Prezeska stadniny w Janowie odwołana po 5 dniach. Komentuje: Nie jestem zaskoczona

Krajowy Ośrodek Wsparcia Rolnictwa odwołał ze stanowiska prezeskę zarządu spółki Hannę Sztukę i w jej miejsce powołał Marcina Oszczapińskiego. Sztuka została odwołana po pięciu dniach. Decyzję podjęto po proteście niezadowolonych pracowników stadniny koni w Janowie Podlaskim, którzy nie chcieli wpuścić kobiety na teren obiektu.

"Krajowy Ośrodek Wsparcia Rolnictwa informuje, że w związku z zaistniałą sytuacją, mając na uwadze zapewnienie bieżącej działalności spółki 'Stadnina Koni Janów Podlaski' Sp. z o.o., zgodnie z przysługującymi mu uprawnieniami na podstawie art. 201 § 4 Kodeksu spółek handlowych, z dniem 17 marca 2023 r. dokonał zmian w składzie zarządu spółki" - podaje ośrodek w piątkowym komunikacie. "KOWR odwołał ze stanowiska prezeskę zarządu spółki panią Hannę Sztukę i w jej miejsce powołał na to stanowisko Pana Marcina Oszczapińskiego" - czytamy.

Zobacz wideo Kuczyński w "Studio Biznes" komentuje sprawę Credit Suisse: Znak zapytania

Janów Podlaski. Hanna Sztuka odwołana

Związek Zawodowy Pracowników Rolnictwa w RP, komentując odwołanie Hanny Sztuki, złożył "wyrazy wdzięczności oraz ogromne podziękowania za solidarność, wsparcie oraz wspólny sukces". "Szczególne słowa podziękowania składamy całej załodze Stadniny Koni Michałów Sp. z o.o. - bez waszej solidarnej postawy byłoby nam trudno osiągnąć to, o co walczyliśmy" - podkreślono.

W czwartek w stadninie koni w Janowie Podlaskim prowadzone były negocjacje między protestującymi pracownikami a przedstawicielami Krajowego Ośrodka Wsparcia Rolnictwa, któremu stadnina podlega. Pracownicy nie zgadzali się, aby nową prezeską była Hanna Sztuka.

Jeszcze w piątek przed południem Związek Zawodowy Pracowników Rolnictwa w RP zagroził zaostrzeniem protestu poprzez wszczęcie strajku. Podkreślono, że to "z uwagi na zerwanie negocjacji z winy leżącej po stronie Krajowego Ośrodka Wsparcia Rolnictwa". Zaostrzenie strajku miało być spowodowane tym, że Hanna Sztuka "wtargnęła" w czwartek na teren spółki, choć KOWR miał zapewniać, że "taka sytuacja nie będzie miała miejsca do czasu zakończenia sporu".

Odwołana prezeska stadniny w Janowie komentuje. "Porażka KOWR-u"

Hanna Sztuka oceniła, że odwołanie jej ze stanowiska prezeski zarządu spółki to "porażka KOWR-u". - Ośrodek w ten sposób pokazał, że utracił kontrolę nad spółką - powiedziała w rozmowie z "Gazetą Wyborczą" i dodała, że nie jest zaskoczona decyzją.

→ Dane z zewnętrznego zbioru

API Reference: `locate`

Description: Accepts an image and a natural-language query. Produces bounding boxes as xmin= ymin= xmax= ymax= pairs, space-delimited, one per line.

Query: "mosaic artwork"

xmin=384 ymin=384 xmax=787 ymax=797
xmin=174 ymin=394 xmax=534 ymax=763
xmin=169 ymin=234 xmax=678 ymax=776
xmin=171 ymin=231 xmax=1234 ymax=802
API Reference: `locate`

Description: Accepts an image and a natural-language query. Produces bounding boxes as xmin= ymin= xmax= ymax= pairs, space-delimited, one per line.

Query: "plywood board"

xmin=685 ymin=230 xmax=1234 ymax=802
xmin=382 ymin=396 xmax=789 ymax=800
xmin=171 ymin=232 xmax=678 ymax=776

Więcej informacji z Polski przeczytasz na stronie głównej Gazeta.pl

Hanna Sztuka "rządziła" zaledwie pięć dni, chociaż w biurze nie była ani razu. Pracownicy od poniedziałku w ramach akcji protestacyjnej blokowali bramę wjazdową i dyżurowali przy niej, aby nie wpuścić kobiety na teren stadniny.

Dlaczego protestowano przeciwko Sztuce?

Hanna Sztuka zastąpiła na stanowisku Lucjana Cichosza, za którego rządów - jak przekazali pracownicy w oficjalnym piśmie - spółka zaczęła wchodzić na drogę zrównoważonego rozwoju oraz osiągnęła stabilność finansową.  

Pracownicy również pamiętają Sztuce popełnione przez nią w przeszłości błędy. "Jak można, mając na uwadze świadomość ponad 200-letniej historii Stadniny Koni Janów Podlaski oraz jej prestiżu, powołać osobę tak kontrowersyjną, która w świecie hodowców koni czystej rasy arabskiej jest powszechnie uznawana za osobę, która nigdy nie kierowała się dobrem objętych przez siebie jednostek, a raczej własnym interesem. Tym samym działając na szkodę tych jednostek" - napisano w liście do zarządu. "Ministerstwo próbuje umieścić politycznego prezesa. Wszyscy pracownicy sprzeciwiają się planom ministerstwa" - podkreślała także posłanka PO Marta Wcisło.